Black homeschoolers plan microschool, if Texas OKs ESAs

Texas may provide $10,400 per student for parent-directed education, if Gov. Greg Abbott can push a compromise bill through a third special session, reports John Ransom on The Lion.


Black families turned to homeschooling when their children's schools closed.

In addition to Education Savings Accounts (ESAs), the proposal includes replacing the Texas STAAR testing program with another assessment, teacher pay raises and school safety programs.


In a suburb of Dallas, three black mothers -- two of them former teachers -- want to use the ESA money to create a safe, supportive microschool to serve black children's needs, reports Sneha Dey in the Texas Tribune. The three mothers are homeschooling their four young daughters together, using the public library.


The girls "get in about two hours of core instruction like reading and math, but they also draw, go on nature walks and build fairy villages with the rocks they find," Dey writes.

“As much as I would love the public school system to work for my child, it doesn’t.
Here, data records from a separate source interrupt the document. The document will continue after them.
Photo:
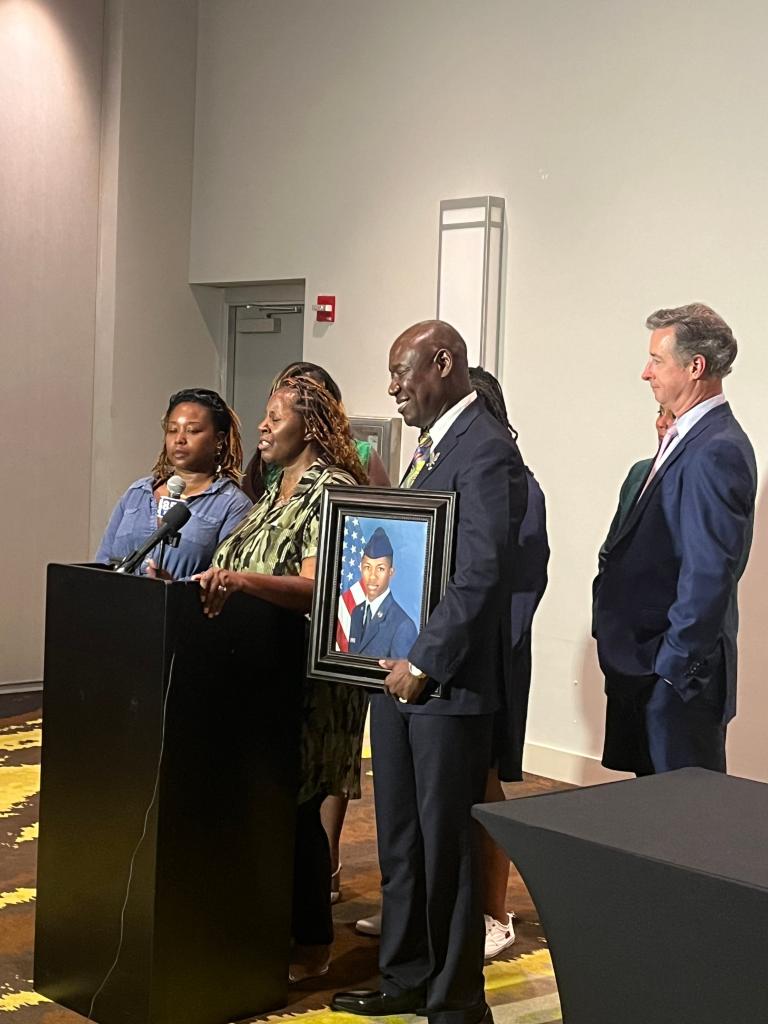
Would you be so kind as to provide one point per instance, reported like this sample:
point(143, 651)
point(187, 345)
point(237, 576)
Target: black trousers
point(311, 923)
point(428, 772)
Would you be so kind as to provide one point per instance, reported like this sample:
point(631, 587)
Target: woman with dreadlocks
point(202, 445)
point(257, 473)
point(271, 555)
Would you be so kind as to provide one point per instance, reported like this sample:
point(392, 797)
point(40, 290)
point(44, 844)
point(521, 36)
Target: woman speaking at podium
point(271, 555)
point(202, 446)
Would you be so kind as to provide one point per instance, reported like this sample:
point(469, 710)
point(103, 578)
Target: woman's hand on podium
point(215, 587)
point(155, 573)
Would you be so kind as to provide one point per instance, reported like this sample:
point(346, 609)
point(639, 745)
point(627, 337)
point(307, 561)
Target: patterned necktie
point(420, 459)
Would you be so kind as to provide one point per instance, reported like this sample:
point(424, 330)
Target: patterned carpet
point(520, 986)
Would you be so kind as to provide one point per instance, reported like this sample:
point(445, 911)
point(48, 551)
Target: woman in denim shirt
point(203, 446)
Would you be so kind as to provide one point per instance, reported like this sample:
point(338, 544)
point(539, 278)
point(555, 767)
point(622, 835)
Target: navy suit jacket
point(666, 599)
point(465, 644)
point(529, 562)
point(390, 633)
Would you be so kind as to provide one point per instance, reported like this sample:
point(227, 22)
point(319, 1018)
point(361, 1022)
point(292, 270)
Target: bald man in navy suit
point(379, 626)
point(431, 755)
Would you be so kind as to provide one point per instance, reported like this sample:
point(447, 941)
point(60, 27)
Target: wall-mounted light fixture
point(469, 273)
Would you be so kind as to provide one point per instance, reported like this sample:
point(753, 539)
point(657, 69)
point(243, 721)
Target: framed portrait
point(383, 563)
point(384, 434)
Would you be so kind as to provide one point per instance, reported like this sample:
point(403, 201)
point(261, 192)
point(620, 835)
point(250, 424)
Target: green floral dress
point(275, 540)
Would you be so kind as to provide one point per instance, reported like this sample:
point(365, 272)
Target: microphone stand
point(171, 541)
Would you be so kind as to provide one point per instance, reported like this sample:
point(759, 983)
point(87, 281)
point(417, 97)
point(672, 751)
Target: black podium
point(157, 720)
point(652, 894)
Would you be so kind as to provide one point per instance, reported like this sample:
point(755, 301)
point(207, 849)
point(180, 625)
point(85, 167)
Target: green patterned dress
point(275, 540)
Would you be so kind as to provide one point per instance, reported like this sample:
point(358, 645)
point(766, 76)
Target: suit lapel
point(442, 450)
point(712, 419)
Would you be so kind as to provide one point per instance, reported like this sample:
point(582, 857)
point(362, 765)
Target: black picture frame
point(425, 520)
point(384, 433)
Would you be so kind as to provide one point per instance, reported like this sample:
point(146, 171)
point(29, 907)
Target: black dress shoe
point(369, 1003)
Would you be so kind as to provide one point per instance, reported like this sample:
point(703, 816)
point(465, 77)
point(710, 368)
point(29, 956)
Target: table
point(652, 894)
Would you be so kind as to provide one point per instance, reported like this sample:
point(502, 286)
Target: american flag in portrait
point(351, 593)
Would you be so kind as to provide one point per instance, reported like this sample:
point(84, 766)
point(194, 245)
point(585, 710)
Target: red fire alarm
point(326, 309)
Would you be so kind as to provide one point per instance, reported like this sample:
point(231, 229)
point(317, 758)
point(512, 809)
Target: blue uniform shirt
point(215, 513)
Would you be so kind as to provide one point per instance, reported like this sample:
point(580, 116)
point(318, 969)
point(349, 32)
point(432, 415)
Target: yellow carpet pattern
point(520, 988)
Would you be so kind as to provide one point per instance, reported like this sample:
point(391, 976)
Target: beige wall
point(627, 140)
point(98, 324)
point(152, 338)
point(50, 72)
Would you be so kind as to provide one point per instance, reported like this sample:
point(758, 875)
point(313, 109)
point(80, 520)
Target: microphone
point(175, 486)
point(173, 520)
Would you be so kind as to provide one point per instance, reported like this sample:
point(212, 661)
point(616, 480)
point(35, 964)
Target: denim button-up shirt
point(214, 514)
Am I responsible to the system or am I responsible to my child?” -- Chantel Jones-Bigby

Sharby Hunt-Hart’s daughter Lacey had frequent meltdowns when she came home from her kindergarten class, her mother told Dey. She suppressed her energy. “Schools teach kids to color inside the lines, to walk down the hall with your hands behind your back, to not to feel the pattern on the wall," said Hunt-Hart, an educator for 17 years. "They teach you not to talk and to not let your voice be loud.” Anna Sneed was a high school teacher and assistant principal. When her daughter approached school age, she realized the neighborhood school had a mediocre C rating, with lower achievement by students of color. “Becoming a mom took the rose-colored glasses off."


The mothers hope to serve more Black boys and girls -- perhaps a group of 15 -- using the model of the Black Mothers’ Forum schools in Arizona. They've talked to parents who are willing to pull their children out of public and private schools. Education savings accounts would make a microschool possible, they say.


Homeschooling increased by 50 percent in the last five years, transforming "homeschooling into a racially and ideologically diverse movement," writes Emma Camp on Reason. According to a Washington Post analysis, "homeschooled students were three-quarters white in 2019. By summer 2023, less than half were white. Homeschool parents are now roughly evenly split between conservatives and liberals, while those homeschooling before the pandemic overwhelmingly identified as Republicans."